Anyway with all of the books we have been buying lately I want to recommend a couple of jewels that have blessed me in one way or another.
I didn't buy this book at the book sale, but I did read every word of it. Yes, I am proud to say I read all 976 pages. Granted I started in December of 2006 and just finished this week, but nonetheless I read it all. What is more is I thoroughly enjoyed it. It starts in 1580 and finishes in in the late nineties. I heartily recommend it to anyone who loves history or America or both. You do not have to be a hard core history buff, however, to enjoy it. It reads more like a story book than a text book. I think that is how I managed to finish it!

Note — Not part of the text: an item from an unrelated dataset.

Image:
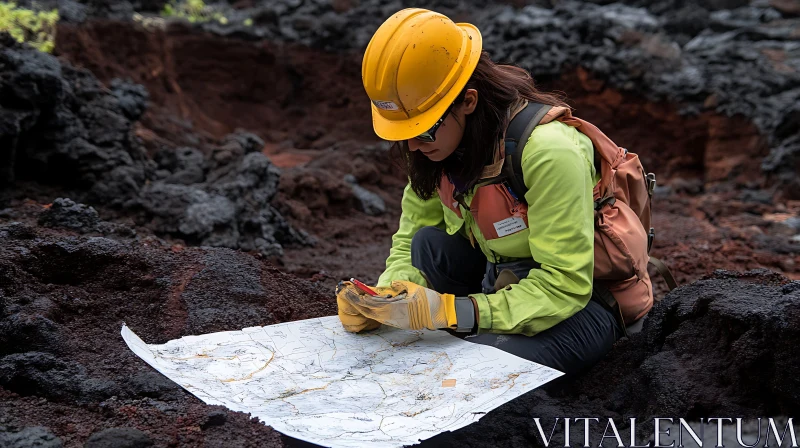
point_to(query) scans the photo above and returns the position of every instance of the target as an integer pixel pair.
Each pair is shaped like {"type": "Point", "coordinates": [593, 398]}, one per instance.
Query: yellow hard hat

I haven't read this book in its entirety yet and I don't always agree with everything Miss Manners has to say, so this is not a full on recommendation. I am just saying so far I have really enjoyed this book. One thing I like about Miss Manners is that she makes me want to live a fine and beautiful life. That is not the same thing as an expensive life. She inspires me to thoughtful, considerate, tasteful living, which I think is a good thing. I purchased her Guide To Excruciatingly Correct Behavior at the book sale two years ago and found it delightfully entertaining. When I saw her child rearing book at the sale this year I had to get it! So far I like it even better than the first one. Not only is it entertaining, it also seems to contain actual wisdom and insight that I think we will help me as a mother. Consider what she says here:
Miss Manners' dear mother, a teacher, often heard the parental lamentation of "But we give him everything" from those whose children confided in their teacher, separately, how much they cheerfully hated their parents. The parental complaint was followed by a list itemizing valuable goods given.
"I could never find a correlation between the parents' generosity and the child's feeling about them," noted Miss Manners' mother. "Then I began to notice a connection between the child's feelings and the parents' facial expressions when they came to pick him up at school, or even when they just talked about him. The parent who beamed at the child had a loving child, and the one who didn't, didn't. After that, it didn't seem to matter what else the parents did or didn't do."
Miss Manners is happy to present such unmaterialistic news, although she does not deny that many people's fondest childhood memories have to do with toys or other presents. Yet the parent who gives whatever is asked, when it is asked, seems to get no return except increased expectation. The generally sensible parent, who restricts giving to fixed occasions and choice of presents to items that are educational, useful, or apt to be of lasting, rather than fleeting enjoyment, will give enormous pleasure by a rare wild deviation from this policy.
I don't know about you, but I feel wiser for the reading of that.
I read this book when I was engaged and I thought it would really help me as a new wife. I am sure it did, though not nearly as much as it is helping me now on my second reading of it. By helping I really mean giving me a much needed kick to the behind. It was one thing to read it with stars in my eyes and my wedding day and honeymoon ahead of me. It is quite another reading it again with those things, as well as three and half years of marriage and one and two thirds children, already under by belt. True, it is not the inspired word of God, but it does seem to be pretty adept at cutting through to the true thoughts and intents of my heart. Very convicting, but very, very inspring and instructive. I ardently recommend to any woman who has a husband.